Nel 2025 è programmata un’Assemblea nazionale, nella quale saranno “assunte”
(fatte in quella sede? Fatte in altra sede e semplicemente recepite dall'Assemblea?
Co-decise dall'Assemeblea?) delle “scelte evangeliche” che si proporrà alle comunità
locali di realizzare tra il 2025 e il 2030.
Anche nell’Assemblea del Sinodo dei vescovi del 2023 saranno fatte delle
scelte e si vedrà quale forma prenderanno (documento del Sinodo assentito dal
Papa o provvedimento post-sinodale del Papa sulla base del documento conclusivo
approvato dal Sinodo). Fino ad agosto 2022 i due processi coincideranno e
prevedono la consultazione del Popolo di Dio. Il loro oggetto è la
realizzazione di una Chiesa sinodale. Sono stati avviati da Papa
Francesco. Quello italiano era stato richiesto dal Papa nel 2015, durante un
Convegno ecclesiale nazionale, ed è stato da lui sollecitato il 30 gennaio 2021, in un discorso ai partecipanti ad un incontro promosso dall’Ufficio
catechistico nazionale della CEI con
queste parole
Dopo cinque anni, la Chiesa italiana deve tornare al Convegno di Firenze, e deve incominciare un processo di
Sinodo nazionale, comunità per comunità, diocesi per diocesi: anche questo
processo sarà una catechesi. Nel Convegno di Firenze c’è proprio l’intuizione
della strada da fare in questo Sinodo. Adesso, riprenderlo: è il momento. E
incominciare a camminare.
In molte parti del mondo, dopo la conclusione
del Concilio Vaticano 2° si erano tenuti dei Sinodi delle Chiese nazionali. E’

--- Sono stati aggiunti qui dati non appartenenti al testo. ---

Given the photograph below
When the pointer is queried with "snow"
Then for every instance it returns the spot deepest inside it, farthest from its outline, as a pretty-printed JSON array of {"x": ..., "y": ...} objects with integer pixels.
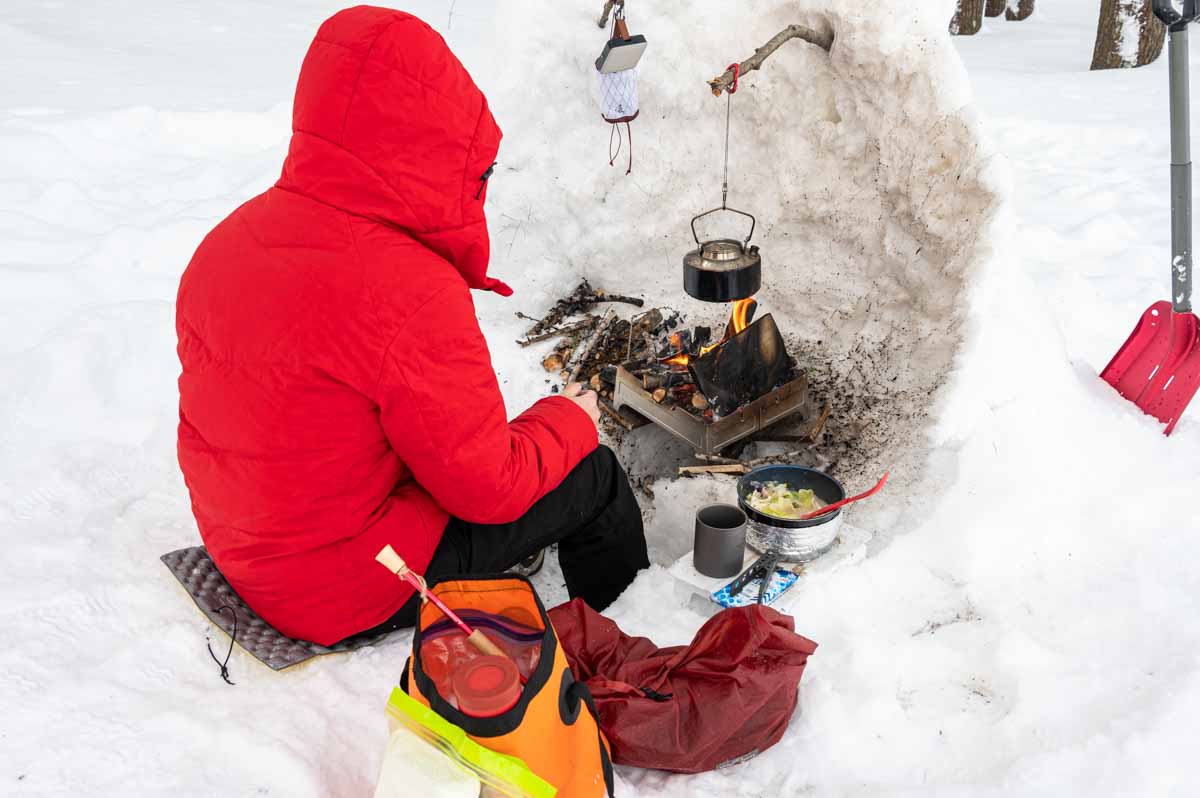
[{"x": 1025, "y": 617}]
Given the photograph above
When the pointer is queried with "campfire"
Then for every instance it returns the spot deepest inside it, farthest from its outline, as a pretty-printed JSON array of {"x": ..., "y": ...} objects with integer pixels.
[{"x": 709, "y": 391}]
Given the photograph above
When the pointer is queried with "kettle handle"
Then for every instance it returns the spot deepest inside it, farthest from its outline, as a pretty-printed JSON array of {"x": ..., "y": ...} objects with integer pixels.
[{"x": 732, "y": 210}]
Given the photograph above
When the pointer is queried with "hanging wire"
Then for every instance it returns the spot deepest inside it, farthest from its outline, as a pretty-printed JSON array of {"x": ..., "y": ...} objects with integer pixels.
[
  {"x": 729, "y": 106},
  {"x": 225, "y": 666}
]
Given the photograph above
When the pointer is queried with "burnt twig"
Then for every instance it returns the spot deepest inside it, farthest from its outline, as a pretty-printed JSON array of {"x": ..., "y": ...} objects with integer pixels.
[
  {"x": 567, "y": 329},
  {"x": 589, "y": 345}
]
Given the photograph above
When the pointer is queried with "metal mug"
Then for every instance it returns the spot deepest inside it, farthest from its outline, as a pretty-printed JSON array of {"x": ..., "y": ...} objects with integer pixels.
[{"x": 720, "y": 540}]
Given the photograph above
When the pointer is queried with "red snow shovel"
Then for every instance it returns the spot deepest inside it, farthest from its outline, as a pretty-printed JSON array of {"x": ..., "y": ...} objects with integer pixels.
[{"x": 1158, "y": 367}]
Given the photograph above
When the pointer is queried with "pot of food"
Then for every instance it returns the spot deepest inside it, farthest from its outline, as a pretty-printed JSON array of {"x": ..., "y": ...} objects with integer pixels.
[{"x": 774, "y": 498}]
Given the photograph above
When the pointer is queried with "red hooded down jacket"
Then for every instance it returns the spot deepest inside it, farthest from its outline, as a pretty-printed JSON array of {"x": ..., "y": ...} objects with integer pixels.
[{"x": 336, "y": 391}]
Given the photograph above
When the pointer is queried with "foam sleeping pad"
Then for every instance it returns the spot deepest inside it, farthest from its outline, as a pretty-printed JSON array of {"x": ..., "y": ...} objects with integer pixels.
[{"x": 199, "y": 576}]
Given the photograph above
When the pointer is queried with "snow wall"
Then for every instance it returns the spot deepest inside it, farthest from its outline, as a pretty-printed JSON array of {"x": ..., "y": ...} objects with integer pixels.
[{"x": 864, "y": 167}]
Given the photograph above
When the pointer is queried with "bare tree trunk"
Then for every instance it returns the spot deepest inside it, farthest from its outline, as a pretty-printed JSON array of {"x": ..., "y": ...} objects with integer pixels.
[
  {"x": 1019, "y": 10},
  {"x": 1128, "y": 35},
  {"x": 969, "y": 18},
  {"x": 723, "y": 82}
]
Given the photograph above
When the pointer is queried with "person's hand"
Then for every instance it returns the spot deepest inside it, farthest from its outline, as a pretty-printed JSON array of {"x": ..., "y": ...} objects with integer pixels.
[{"x": 585, "y": 399}]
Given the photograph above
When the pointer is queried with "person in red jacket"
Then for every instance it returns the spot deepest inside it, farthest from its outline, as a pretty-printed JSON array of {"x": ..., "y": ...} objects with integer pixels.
[{"x": 336, "y": 391}]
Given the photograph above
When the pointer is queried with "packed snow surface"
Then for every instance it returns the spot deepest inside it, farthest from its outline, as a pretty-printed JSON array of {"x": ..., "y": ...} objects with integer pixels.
[{"x": 964, "y": 231}]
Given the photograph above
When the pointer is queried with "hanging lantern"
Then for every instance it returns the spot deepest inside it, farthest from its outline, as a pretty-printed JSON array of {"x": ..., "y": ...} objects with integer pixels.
[{"x": 617, "y": 71}]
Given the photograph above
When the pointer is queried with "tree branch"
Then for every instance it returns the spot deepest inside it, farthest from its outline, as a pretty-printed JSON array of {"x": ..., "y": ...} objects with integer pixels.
[
  {"x": 724, "y": 82},
  {"x": 607, "y": 9}
]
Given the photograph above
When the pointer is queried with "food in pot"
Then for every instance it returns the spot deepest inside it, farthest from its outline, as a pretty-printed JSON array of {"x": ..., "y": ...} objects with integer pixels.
[{"x": 780, "y": 501}]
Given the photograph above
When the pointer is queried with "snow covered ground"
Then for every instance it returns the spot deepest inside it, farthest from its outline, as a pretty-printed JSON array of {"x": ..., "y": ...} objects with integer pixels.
[{"x": 1027, "y": 622}]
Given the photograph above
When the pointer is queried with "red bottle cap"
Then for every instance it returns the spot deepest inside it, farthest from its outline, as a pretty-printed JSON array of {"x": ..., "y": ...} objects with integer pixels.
[{"x": 486, "y": 687}]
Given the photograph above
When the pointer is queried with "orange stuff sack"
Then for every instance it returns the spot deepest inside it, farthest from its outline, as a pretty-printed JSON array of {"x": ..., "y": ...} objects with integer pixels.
[{"x": 552, "y": 726}]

in corso attualmente quello della Chiesa tedesca. In Italia non se ne erano mai
tenuti perché non si sapeva bene come inquadrarvi il Papato. Si era quindi
proceduto con Convegni ecclesiali nazionali, Convegni eucaristici nazionali,
Settimane sociali, tutte iniziative caratterizzate dall’essere dominate dalla
gerarchia, che vi invita chi crede.
2. Chiesa sinodale significa una Chiesa in cui ogni persona di
fede possa contribuire in qualche modo alla decisione sulle questioni che riguardano tutti,
assumendo impegni personali nella fase di realizzazione di ciò che è stato
deciso. Ciò implica il superamento della dura emarginazione dalle fasi
decisionali della gran parte della gente di fede, vale a dire di quella che non
ha legami gerarchici ad autocrazie sacralizzate quanto a stato di vita (altro sono gli
impegni etici) e, in questo senso, è libera da gerarchie autocratiche nei modi
fondamentali in cui lo si può esserlo: in coscienza, nel pensiero,
nell’espressione del pensiero, nelle scelte. Questa condizione di libertà è
già una realtà giuridica in alcune società del mondo. Nella Chiesa italiana, che vive in una società di
democrazia avanzata, è stata di fatto conquistata dalle persone libere da
legami gerarchici, ma è solo parzialmente riconosciuta dalla gerarchia
ecclesiale. La nostra Chiesa, dal punto di vista antropologico e sociologico,
non è una società libera e, dal punto di vista giuridico, che però non
corrisponde più a ciò che di fatto viene attuato, è un sistema sociale
totalitario. E’ totalitario il sistema sociale nel quale il potere pubblico si
estende anche all’interiorità delle persone, privandole delle libertà di
coscienza, di pensiero, di espressione del pensiero, e in cui ogni scelta deve
essere autorizzata e manifestare comunque sottomissione al quel potere. La gran
parte delle persone di fede, in Italia, non esprime più la sua religiosità come
sottomissione sacrale a una
gerarchia, ma come adesione di coscienza. La gerarchia invece mantiene, o almeno pretende di mantenere, il
controllo totalitario sul clero e sui religiosi. Questa struttura della nostra
Chiesa è divenuta obsoleta in Italia ed è il motivo fondamentale per il quale
la gente non va più in chiesa e si è manifestato un vertiginoso calo delle
vocazioni nel clero e nei religiosi. Non andare più in chiesa non significa però non essere più religiosi.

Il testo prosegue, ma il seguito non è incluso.